Looking back at '07, of all the resolutions I took last year, only one survived 12 months.. and it was blogging! yay!!! managed to make at least one post a month.. well, a post is a post.. as long as you don't do a quality analysis of it! ;)

the 1st runner-up is Yoga.. which I religiously practiced for a month, including the 60 suryanamaskaras which we were made to do on the Independence day to commemorate 60 years of freedom! (must tell u, it somehow felt good celebrating it that way!)
I could never get even the padmasana right, but I did manage to impress myself (if not anyone else!) by doing some hi fi acrobatics (I don't quite remember their names, though..)
which also made me add, 'join Jumbo circus' to my list of alternative career options, in case of the much prophesied IT career doom.

So, this time around, I've shortlisted 4 of them, re-cycled ones, for a second chance.. and someone tells me, the 8th of Jan is when all my stars support me to take on new resolutions! which makes me wonder, since when did they start predicting muhurthams for resolutions and all? anyways.. I'm planning to follow it this time and see how the good times help me accomplish it! will let you know if it succeeds!! :)

Lemme also take this opportunity, to wish all you folks a very blessed 2008!
May you find peace, loads of love and happiness, health, wealth and wisdom this new year.
and yeah, May you be able to outdo yourself in all your new year resolutions!
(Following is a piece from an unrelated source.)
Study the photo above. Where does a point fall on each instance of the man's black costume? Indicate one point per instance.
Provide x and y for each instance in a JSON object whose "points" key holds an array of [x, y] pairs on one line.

In other news: kick-started this year, watching the Return of Hanuman :)
(after marking my attendance at the church, of course! though I found myself doing more of perspective photography there, than praying.)
ok, so I'm a great fan or Hanuman and all dat.. but to say the truth, we were actually headed for TZP, though lack of farsightedness found us looking for Welcome, which was also sold out..so, we said 'jai bajrangbali!' and went for it!
Totally loved the movie.. one naturally ends up liking it, when accompanied by this cartoon fanatic of a sibling.. I call her fanatic, 'coz I find her acting like one most of the time.. that is, if she isn't busy driving me mad to act like one or laughing her head off watching a cartoon show.
and somehow, I liked the fact that we started our new year with that!

The positive change is that, I've now decided to call off my cold-shoulder treatment to multiplexes. what the heck, at least it gives one the option to make contingency plans, right? which are life-saving for people who survive on Plan B's, all the time.. or plan C/D, for that matter, as in my case!